Management, communication, and administration: Management and ownership changes recur as a source of anxiety and perceived decline. Multiple reviewers describe ownership turnover, administrative unresponsiveness, and a perception that financial motives drive decisions (examples include pressure toward private pay, abrupt Medicaid discharges, and alleged improper documentation). Communication lapses—unreturned calls, poor handoffs, lost or misplaced belongings and records, and inconsistent family engagement—are frequent. Complaints include unprofessional or rude behavior from some administrative or social work staff, though others praise specific social workers for going above and beyond. Regulatory escalation appears in some cases (Department of Health complaints cited by reviewers), underscoring the severity of certain reported incidents.
Activities and social supports: Activities programming is a widely cited bright spot. Multiple reviews praise afternoon activities, groups (men’s group, Bingo, Po-Ke-No), and social connections among residents. These programs and engaged activity staff are often credited with improving resident mood and offering structure, particularly for short-term rehab patients.
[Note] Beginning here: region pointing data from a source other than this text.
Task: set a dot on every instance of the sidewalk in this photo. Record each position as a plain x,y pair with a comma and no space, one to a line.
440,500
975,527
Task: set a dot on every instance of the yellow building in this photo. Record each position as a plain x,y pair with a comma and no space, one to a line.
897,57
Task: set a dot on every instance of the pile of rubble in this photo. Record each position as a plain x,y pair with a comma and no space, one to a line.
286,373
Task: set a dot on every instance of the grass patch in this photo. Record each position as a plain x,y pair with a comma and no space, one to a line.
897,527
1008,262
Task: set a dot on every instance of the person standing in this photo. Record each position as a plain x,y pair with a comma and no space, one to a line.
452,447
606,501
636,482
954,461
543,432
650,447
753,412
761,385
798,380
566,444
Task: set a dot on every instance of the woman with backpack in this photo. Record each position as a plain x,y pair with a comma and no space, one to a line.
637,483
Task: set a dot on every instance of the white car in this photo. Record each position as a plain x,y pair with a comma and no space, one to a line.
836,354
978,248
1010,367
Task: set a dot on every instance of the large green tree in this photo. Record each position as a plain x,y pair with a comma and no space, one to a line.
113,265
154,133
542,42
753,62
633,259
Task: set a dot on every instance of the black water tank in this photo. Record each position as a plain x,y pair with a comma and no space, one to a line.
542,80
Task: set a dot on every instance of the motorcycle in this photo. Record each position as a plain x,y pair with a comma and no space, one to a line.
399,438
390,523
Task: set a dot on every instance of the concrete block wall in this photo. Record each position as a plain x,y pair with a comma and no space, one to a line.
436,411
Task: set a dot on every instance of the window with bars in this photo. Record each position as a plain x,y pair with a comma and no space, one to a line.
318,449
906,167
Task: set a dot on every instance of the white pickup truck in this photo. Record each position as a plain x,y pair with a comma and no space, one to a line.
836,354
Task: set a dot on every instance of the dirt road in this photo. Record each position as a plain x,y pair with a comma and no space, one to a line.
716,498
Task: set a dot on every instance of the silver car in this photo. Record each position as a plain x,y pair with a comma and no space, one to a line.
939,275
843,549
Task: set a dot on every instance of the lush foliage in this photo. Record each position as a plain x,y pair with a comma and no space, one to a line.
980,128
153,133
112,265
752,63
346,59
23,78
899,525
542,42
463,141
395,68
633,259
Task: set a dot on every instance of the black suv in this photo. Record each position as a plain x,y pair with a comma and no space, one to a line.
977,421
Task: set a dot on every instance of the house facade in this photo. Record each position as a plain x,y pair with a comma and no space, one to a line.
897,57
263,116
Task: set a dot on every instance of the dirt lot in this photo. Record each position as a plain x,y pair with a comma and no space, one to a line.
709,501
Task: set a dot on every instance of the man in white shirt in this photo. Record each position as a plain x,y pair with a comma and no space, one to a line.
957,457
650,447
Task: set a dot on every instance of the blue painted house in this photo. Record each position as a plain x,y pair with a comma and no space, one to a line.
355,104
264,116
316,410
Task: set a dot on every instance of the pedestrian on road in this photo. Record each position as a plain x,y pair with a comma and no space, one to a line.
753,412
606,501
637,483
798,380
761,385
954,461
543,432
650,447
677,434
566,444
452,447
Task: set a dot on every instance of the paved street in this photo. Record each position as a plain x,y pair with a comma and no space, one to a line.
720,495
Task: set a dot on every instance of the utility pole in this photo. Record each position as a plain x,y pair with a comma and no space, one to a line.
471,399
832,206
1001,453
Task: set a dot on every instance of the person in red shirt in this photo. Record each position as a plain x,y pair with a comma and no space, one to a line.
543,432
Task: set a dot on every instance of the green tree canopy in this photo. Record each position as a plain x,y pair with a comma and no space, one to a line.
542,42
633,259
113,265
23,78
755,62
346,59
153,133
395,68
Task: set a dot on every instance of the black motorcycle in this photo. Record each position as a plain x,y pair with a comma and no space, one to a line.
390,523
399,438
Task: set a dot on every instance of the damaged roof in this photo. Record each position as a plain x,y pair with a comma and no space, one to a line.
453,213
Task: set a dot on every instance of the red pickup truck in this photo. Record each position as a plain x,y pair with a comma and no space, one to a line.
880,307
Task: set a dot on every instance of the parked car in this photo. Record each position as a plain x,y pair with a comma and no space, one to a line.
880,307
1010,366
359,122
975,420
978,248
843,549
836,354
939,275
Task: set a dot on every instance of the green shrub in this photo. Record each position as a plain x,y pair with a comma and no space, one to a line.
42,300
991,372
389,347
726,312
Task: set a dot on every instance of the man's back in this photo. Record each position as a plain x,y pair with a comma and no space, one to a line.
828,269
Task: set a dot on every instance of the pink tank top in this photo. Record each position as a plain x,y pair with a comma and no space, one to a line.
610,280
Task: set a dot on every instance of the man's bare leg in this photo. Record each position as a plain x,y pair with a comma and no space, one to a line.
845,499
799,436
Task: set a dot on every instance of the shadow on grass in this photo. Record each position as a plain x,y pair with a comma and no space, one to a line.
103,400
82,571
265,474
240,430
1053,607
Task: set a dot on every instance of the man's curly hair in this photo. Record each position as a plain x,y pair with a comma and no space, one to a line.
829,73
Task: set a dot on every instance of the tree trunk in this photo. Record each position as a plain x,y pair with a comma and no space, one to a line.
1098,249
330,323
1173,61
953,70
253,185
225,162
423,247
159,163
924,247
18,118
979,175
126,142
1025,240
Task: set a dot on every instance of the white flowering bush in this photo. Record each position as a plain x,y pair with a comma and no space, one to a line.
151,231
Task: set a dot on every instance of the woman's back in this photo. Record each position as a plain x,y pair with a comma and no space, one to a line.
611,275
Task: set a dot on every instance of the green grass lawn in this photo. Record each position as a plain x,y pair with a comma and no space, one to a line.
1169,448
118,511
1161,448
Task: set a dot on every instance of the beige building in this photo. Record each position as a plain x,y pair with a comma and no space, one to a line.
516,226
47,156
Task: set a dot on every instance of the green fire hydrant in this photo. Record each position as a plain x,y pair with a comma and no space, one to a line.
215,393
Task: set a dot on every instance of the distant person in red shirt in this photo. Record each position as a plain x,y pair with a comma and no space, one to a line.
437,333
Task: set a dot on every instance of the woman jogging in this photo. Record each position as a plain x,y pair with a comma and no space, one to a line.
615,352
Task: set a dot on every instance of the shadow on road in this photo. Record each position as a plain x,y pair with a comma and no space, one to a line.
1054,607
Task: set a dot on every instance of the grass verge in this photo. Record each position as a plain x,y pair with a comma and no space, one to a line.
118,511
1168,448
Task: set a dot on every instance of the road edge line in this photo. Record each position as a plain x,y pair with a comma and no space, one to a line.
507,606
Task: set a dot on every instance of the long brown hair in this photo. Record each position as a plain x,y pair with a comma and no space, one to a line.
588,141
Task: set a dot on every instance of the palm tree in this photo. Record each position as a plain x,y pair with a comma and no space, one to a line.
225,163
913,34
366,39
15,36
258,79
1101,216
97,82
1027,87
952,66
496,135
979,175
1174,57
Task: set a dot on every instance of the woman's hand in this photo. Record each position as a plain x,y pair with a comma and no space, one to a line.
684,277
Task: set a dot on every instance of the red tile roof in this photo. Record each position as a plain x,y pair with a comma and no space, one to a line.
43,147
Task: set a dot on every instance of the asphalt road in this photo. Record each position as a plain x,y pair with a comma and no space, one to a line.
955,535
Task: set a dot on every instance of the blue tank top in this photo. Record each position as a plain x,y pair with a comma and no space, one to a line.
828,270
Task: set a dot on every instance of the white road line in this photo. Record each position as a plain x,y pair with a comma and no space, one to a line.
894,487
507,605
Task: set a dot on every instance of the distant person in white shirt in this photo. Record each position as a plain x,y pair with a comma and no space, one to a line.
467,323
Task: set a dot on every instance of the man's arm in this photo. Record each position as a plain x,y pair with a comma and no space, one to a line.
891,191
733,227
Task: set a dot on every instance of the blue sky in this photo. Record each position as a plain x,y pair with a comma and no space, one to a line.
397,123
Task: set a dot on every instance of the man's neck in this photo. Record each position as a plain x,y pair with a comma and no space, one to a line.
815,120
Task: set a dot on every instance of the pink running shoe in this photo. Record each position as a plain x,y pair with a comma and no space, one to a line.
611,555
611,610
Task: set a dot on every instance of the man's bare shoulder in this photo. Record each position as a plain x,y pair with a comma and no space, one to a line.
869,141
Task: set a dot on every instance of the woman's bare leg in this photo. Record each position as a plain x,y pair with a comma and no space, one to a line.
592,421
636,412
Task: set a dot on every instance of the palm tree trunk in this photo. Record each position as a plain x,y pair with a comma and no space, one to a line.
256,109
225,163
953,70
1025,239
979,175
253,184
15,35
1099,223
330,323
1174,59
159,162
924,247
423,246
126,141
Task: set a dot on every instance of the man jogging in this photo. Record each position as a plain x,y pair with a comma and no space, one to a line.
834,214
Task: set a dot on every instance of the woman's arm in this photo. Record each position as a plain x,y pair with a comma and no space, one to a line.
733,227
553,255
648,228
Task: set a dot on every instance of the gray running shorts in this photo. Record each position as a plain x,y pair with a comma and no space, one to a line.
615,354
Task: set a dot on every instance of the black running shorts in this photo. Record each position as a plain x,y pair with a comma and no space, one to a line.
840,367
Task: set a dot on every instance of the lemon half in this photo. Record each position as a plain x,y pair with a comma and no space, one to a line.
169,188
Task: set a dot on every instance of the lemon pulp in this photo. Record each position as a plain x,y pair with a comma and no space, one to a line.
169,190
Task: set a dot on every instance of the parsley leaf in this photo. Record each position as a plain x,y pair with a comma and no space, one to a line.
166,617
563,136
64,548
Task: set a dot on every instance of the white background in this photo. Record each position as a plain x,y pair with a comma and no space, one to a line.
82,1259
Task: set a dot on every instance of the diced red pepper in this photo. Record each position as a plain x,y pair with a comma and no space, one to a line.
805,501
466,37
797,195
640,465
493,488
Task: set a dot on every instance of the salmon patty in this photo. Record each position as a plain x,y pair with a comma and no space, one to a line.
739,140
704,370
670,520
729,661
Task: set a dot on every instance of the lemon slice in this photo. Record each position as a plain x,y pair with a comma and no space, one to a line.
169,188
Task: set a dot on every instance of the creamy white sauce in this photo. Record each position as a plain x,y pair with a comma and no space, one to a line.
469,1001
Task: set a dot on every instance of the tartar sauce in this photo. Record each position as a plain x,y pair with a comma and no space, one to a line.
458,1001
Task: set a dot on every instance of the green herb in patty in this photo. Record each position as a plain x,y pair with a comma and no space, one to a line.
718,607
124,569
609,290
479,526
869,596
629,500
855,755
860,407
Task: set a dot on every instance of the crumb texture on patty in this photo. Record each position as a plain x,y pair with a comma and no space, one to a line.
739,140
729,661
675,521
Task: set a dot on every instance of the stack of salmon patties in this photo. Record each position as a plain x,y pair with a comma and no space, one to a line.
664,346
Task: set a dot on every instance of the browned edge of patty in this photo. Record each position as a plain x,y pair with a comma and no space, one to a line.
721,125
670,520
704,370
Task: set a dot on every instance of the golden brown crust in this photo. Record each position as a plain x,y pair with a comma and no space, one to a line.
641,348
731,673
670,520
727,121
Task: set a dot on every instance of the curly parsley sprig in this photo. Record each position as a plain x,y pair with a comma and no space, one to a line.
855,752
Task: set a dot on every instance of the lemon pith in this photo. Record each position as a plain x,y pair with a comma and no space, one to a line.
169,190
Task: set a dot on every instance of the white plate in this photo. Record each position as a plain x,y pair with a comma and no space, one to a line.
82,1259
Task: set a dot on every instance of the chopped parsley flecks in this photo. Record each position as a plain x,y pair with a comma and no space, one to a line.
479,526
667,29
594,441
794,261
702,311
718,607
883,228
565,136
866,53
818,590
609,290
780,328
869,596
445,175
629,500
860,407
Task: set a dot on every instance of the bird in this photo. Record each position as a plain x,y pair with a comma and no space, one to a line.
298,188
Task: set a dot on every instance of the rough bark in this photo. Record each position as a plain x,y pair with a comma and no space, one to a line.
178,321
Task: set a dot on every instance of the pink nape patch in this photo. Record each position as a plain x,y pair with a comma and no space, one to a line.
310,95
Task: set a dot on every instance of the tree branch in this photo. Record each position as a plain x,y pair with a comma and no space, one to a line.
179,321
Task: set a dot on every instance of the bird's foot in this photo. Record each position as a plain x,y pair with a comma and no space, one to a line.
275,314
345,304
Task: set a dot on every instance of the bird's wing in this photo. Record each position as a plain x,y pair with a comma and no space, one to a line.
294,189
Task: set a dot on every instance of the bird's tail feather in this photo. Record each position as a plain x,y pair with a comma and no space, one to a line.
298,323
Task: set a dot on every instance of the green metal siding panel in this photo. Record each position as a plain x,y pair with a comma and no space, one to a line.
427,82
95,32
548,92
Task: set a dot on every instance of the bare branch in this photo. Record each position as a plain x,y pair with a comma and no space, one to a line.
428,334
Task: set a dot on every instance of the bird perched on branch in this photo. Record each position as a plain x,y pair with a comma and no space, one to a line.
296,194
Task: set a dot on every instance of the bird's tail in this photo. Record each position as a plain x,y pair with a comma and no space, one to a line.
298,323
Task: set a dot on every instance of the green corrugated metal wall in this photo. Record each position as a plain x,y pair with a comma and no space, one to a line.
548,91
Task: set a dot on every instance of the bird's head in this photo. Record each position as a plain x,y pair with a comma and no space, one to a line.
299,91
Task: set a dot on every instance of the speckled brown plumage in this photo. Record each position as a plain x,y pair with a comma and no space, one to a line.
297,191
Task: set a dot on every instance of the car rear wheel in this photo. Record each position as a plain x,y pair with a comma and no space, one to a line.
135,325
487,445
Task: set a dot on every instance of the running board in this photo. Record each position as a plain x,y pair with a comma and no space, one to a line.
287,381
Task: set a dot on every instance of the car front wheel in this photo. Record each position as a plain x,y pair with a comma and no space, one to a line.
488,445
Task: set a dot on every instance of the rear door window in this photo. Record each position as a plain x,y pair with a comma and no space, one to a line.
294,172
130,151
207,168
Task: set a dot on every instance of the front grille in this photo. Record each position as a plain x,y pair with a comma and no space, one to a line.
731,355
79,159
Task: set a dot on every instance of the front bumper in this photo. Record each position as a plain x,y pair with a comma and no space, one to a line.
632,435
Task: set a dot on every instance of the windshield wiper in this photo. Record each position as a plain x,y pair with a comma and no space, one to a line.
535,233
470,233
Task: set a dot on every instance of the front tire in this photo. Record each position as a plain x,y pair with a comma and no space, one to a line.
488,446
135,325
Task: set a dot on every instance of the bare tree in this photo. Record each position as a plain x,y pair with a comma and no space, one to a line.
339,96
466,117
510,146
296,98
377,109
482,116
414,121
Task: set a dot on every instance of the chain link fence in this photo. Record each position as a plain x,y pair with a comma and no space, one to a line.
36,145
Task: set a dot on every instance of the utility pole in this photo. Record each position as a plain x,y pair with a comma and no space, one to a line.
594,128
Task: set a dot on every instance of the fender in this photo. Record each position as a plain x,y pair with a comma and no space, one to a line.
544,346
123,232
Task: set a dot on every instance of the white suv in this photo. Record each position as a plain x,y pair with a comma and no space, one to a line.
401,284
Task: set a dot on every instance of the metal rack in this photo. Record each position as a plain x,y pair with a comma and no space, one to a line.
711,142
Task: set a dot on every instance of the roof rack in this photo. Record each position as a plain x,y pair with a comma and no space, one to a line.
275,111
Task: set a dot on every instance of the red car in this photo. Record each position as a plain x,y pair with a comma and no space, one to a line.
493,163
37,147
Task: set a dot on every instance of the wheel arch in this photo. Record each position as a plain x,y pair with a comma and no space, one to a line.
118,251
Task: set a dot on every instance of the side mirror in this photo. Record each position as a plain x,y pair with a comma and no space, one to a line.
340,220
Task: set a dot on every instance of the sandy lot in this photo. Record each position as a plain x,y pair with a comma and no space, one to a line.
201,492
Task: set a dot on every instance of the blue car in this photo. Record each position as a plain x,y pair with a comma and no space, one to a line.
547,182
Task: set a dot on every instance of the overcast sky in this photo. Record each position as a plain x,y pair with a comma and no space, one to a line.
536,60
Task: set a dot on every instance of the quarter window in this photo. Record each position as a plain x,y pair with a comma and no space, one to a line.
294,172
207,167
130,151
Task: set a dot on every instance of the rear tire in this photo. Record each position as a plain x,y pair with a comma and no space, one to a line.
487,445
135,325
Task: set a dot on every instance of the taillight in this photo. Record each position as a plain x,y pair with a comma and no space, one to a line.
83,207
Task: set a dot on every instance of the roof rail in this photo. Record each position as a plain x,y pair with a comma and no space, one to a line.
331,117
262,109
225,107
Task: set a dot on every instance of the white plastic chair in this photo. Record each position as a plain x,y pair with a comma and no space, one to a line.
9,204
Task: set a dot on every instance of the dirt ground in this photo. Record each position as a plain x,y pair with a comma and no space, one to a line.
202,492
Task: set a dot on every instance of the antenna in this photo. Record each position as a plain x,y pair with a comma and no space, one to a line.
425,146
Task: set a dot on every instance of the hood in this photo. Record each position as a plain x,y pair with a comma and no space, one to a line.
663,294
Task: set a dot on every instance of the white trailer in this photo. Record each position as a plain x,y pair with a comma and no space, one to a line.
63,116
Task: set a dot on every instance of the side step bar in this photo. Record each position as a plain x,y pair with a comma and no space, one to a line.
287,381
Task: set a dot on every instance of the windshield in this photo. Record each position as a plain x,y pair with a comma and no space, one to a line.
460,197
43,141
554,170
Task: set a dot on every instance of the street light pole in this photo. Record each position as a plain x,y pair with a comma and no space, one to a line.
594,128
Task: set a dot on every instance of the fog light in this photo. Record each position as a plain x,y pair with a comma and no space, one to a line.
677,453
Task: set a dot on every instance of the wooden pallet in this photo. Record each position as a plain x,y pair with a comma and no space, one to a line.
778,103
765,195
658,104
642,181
Social work and discharge planning are also frequently listed as strong points when performed well—helping families navigate insurance, arrange safe discharges, and advocate for patients.
Patterns, variability, and final impressions: The reviews point to a facility that produces both outstanding and catastrophic experiences depending on unit, shift, and individual staff. Positive, five-star experiences tend to involve engaged therapy teams, attentive CNAs and nurses, and strong social work support leading to successful rehab and discharge. Negative—and sometimes severe—experiences involve understaffed shifts, delayed or missed care, medication and safety lapses, facility disrepair, and alleged dishonesty or theft. Because both types of experiences are strongly represented, prospective residents and families should be cautious: verify the current staffing levels on the unit of interest, ask for recent inspection or complaint records, meet the specific members of the care team who will be responsible, and seek written plans for supervision, medication management, and infection control. For short-term rehab, many reviewers report excellent therapy and good outcomes; for long-term placement, concerns about staffing consistency, safety protocols, and facility condition merit careful consideration.
In summary, Crest Manor appears to deliver high-quality rehabilitation and outstanding individual staff performance in numerous cases, but systemic understaffing, maintenance deficits, administrative inconsistency, and several serious safety and neglect allegations create real risks. The center may be appropriate for some short-term rehab patients when therapy and social work are strong and staffing on the relevant unit is confirmed; however, families considering long-term placement should undertake heightened due diligence given the frequency and severity of negative reports.